Solution Verification: How does the postorder traversal of a BST change after rotating left?

Question

Given a BST $T$, $x$ is a random node in it and $y$ is the right child of $x$.
How does the PostOrder traversal of BST $T$ change after we rotate the tree left on node $x$? In which cases does the traversal not change?

My Attempt:
I've decided to draw a sketch of the sub-tree of $T$ rooted in $x$:

             x
           /   \
          a     y
              /   \
             b     c

Where a,b,c are whatever subtrees/nodes rooted under $y$ and $x$.
The postorder traversal of this subtree is: $postOrder(a), postOrder(b), postOrder(c), y, x$.

After rotating the subtree on node x we will get:

         y
       /   \
      x     c
     / \      
    a   b   

And now the post order traversal will be: $postOrder(a), postOrder(b), x, postOrder(c), y$.

So in order for the traversal order not to change (after the rotation), we need to have:
$postOrder(c) = x$
$postOrder(c) = y$
$x = y$
Which means we must have a tree that looks like this:

         x
       /   \
      a     x
          /   \
         b     x

So in order for the postOrder traversal not to change (after the rotation) we must have 3 equal nodes on the right side of this subtree.

I would really appreciate any feedback on my solution attempt, thanks in advance!

Answer 1

The sketches of the sub-tree before and after the left rotation are clear.

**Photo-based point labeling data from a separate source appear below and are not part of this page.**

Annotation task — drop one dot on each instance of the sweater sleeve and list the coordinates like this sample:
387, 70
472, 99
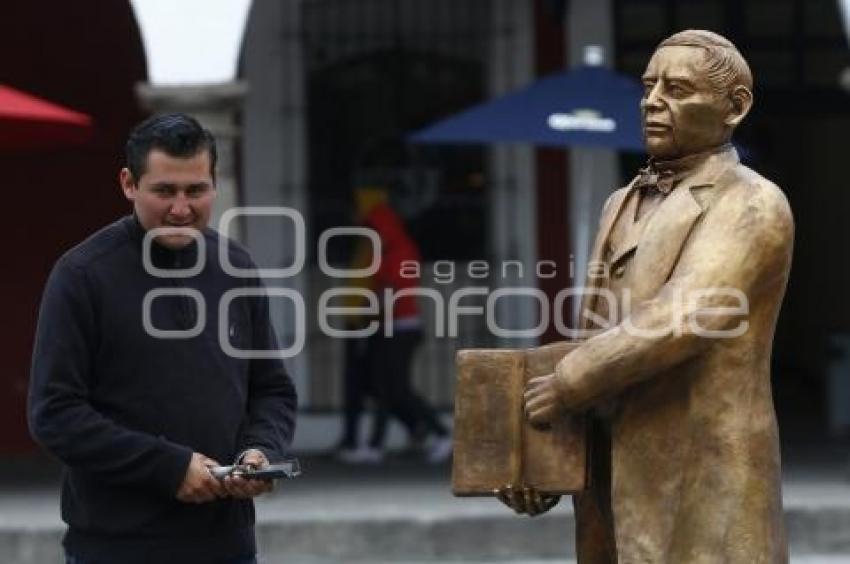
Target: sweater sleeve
60, 413
272, 398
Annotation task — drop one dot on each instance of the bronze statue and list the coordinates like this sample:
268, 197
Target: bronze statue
696, 252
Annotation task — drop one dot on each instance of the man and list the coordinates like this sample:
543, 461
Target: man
696, 250
132, 391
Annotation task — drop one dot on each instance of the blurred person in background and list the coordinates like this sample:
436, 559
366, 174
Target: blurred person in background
391, 348
138, 418
356, 377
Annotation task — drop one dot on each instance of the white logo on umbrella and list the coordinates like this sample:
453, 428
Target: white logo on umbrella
582, 120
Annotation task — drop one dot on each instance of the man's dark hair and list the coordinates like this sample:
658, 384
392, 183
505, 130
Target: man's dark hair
177, 135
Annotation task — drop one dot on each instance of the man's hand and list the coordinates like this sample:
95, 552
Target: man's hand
242, 488
199, 486
542, 400
526, 500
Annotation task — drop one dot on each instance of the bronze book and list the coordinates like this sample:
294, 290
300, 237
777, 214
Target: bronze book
494, 445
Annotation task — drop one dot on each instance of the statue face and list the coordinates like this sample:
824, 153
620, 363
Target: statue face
682, 113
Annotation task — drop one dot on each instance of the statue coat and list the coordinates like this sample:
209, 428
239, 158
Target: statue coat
694, 455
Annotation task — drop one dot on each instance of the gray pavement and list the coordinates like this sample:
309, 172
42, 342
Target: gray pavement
403, 511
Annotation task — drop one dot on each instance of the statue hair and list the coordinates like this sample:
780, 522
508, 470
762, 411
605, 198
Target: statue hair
726, 66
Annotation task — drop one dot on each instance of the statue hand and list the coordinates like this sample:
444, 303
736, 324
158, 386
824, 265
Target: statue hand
542, 400
526, 500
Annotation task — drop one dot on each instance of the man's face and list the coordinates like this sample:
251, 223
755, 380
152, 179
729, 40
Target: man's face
682, 113
172, 192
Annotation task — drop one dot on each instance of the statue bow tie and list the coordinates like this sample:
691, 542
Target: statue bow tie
653, 178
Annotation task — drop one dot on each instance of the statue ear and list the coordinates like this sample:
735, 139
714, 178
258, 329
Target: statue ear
742, 101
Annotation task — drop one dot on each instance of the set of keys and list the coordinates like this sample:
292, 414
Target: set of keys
287, 469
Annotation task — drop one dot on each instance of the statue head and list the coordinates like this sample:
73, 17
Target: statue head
697, 89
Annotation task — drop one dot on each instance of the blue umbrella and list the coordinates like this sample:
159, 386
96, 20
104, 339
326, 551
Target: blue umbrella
588, 106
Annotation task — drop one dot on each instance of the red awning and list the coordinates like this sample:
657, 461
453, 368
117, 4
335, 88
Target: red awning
28, 123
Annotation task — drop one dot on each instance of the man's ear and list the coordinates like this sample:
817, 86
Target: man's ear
128, 184
742, 101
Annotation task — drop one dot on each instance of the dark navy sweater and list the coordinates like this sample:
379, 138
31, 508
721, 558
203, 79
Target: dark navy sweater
124, 410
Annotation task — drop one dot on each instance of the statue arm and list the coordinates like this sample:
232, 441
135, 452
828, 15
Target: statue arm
742, 244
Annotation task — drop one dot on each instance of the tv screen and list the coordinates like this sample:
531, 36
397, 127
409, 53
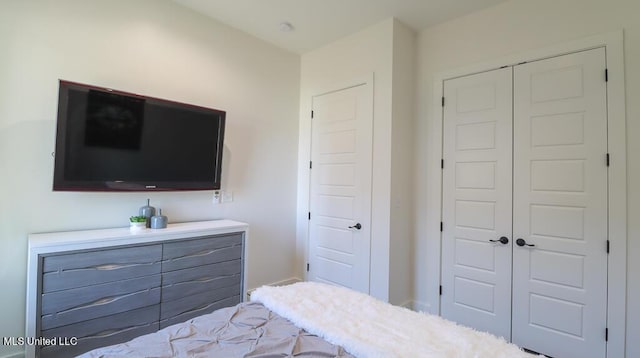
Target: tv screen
110, 140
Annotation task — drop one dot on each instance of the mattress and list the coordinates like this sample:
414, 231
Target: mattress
311, 319
245, 330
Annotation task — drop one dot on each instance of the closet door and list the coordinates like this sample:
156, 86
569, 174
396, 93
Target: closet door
476, 265
560, 205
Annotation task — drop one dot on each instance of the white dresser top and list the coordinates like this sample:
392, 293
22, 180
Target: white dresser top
78, 240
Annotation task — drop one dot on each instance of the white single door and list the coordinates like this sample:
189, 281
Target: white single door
340, 188
560, 205
476, 265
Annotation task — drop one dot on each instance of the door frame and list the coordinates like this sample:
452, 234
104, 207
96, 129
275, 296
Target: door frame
304, 175
613, 42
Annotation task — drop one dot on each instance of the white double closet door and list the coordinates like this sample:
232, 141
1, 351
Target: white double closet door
524, 241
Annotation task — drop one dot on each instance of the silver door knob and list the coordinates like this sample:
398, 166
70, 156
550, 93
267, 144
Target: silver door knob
356, 226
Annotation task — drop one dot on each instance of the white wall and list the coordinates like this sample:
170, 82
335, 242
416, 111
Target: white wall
340, 64
520, 26
402, 201
160, 49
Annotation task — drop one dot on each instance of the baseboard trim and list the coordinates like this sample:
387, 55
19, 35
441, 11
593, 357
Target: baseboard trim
279, 283
421, 306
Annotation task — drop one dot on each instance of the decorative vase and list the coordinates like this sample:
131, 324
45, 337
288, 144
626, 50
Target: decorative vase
147, 211
137, 226
159, 221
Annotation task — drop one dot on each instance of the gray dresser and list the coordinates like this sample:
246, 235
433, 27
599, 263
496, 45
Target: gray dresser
101, 287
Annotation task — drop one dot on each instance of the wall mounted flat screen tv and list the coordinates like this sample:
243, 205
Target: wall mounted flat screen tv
109, 140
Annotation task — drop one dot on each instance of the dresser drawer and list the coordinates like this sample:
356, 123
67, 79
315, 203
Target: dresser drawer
190, 306
181, 317
201, 251
84, 303
191, 281
103, 331
62, 272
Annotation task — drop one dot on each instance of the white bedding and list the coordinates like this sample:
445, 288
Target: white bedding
367, 327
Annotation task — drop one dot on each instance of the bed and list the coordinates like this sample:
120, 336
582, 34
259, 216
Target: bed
309, 319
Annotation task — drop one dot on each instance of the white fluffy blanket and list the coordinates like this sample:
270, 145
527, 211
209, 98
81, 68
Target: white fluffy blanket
367, 327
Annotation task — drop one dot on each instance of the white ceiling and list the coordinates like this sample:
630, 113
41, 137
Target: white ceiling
320, 22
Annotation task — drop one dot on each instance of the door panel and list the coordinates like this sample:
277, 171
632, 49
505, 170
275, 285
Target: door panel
560, 205
340, 197
476, 272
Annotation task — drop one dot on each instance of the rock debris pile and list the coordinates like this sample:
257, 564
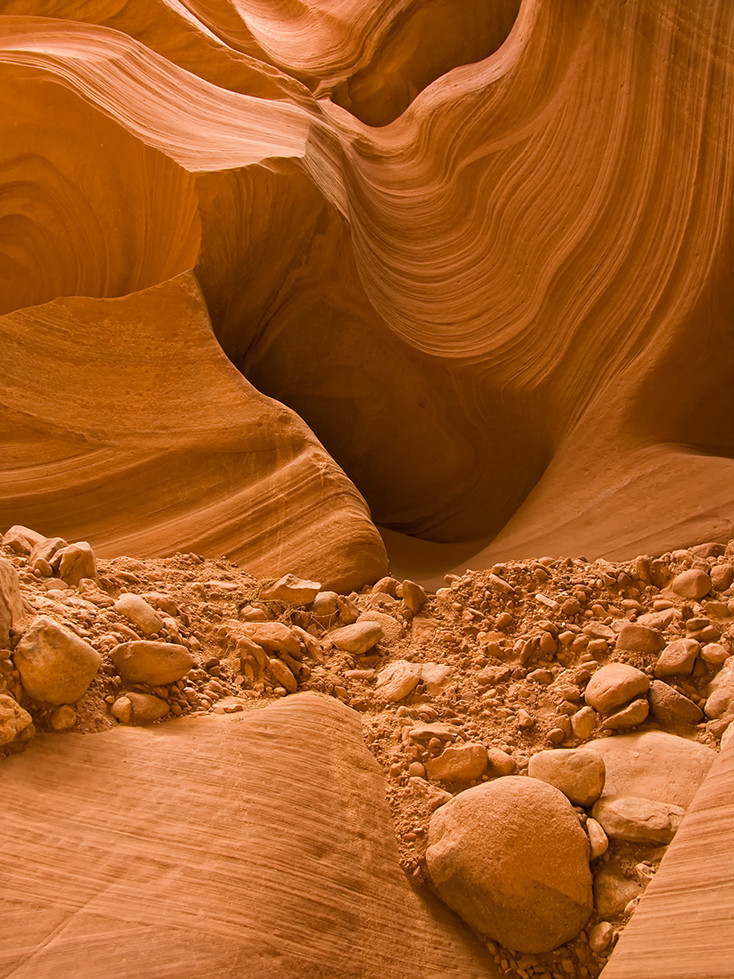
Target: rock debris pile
542, 725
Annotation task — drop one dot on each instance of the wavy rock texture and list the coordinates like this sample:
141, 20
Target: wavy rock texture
483, 253
257, 846
696, 942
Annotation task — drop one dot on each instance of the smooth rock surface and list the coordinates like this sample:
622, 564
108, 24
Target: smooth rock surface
511, 858
275, 819
55, 665
614, 685
155, 663
11, 604
578, 773
636, 820
654, 765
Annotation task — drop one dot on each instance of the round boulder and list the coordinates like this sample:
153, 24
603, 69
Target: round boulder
154, 663
510, 857
578, 773
55, 665
614, 685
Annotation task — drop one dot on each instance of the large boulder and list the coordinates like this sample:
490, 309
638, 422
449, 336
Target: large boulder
614, 685
55, 665
654, 765
511, 858
578, 773
154, 663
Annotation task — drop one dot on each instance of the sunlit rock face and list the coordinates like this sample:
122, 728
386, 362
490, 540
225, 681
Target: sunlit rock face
261, 262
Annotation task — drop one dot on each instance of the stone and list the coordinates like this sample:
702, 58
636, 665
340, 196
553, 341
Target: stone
13, 719
46, 549
722, 576
139, 612
414, 596
145, 708
598, 840
11, 604
720, 691
154, 663
459, 763
392, 630
282, 675
21, 539
600, 936
614, 685
714, 654
678, 657
397, 680
435, 678
273, 637
357, 638
640, 639
613, 891
628, 717
325, 605
63, 718
289, 588
578, 773
693, 584
669, 707
55, 665
510, 857
654, 765
583, 722
636, 820
501, 761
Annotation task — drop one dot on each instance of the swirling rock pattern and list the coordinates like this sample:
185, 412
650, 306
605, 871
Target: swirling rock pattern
484, 254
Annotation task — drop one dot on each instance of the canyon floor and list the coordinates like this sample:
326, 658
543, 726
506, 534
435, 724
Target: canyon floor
280, 791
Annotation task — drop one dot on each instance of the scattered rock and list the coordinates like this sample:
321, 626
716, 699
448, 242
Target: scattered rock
414, 596
721, 691
501, 762
613, 892
600, 936
678, 656
598, 840
13, 720
669, 707
63, 718
11, 604
654, 765
578, 773
357, 638
139, 612
640, 639
55, 665
460, 763
511, 858
273, 637
74, 562
693, 584
583, 722
139, 708
291, 589
154, 663
21, 539
282, 675
397, 680
614, 685
435, 677
628, 717
626, 817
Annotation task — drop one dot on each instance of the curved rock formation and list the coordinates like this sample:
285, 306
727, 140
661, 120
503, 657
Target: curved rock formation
255, 845
483, 254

"In order for the traversal order not to change (after the rotation), we need to have" $$\begin{aligned} &postOrder(a), postOrder(b), postOrder(c), y, x \\ =\ &postOrder(a), postOrder(b), x, postOrder(c), y. \end{aligned}$$

Suppose $postOrder(c) = u_1, u_2, \cdots, u_k$, $k\ge0$. Then $$u_1, u_2, \cdots, u_k, y, x = x, u_1, u_2, \cdots, u_k, y,$$ which means $x=u_1=u_2=\cdots=u_k=y=x$. So we must have $x$, $y$ and, if $y$ has a right child, all nodes of the subtree rooted the right child of $y$ are the same.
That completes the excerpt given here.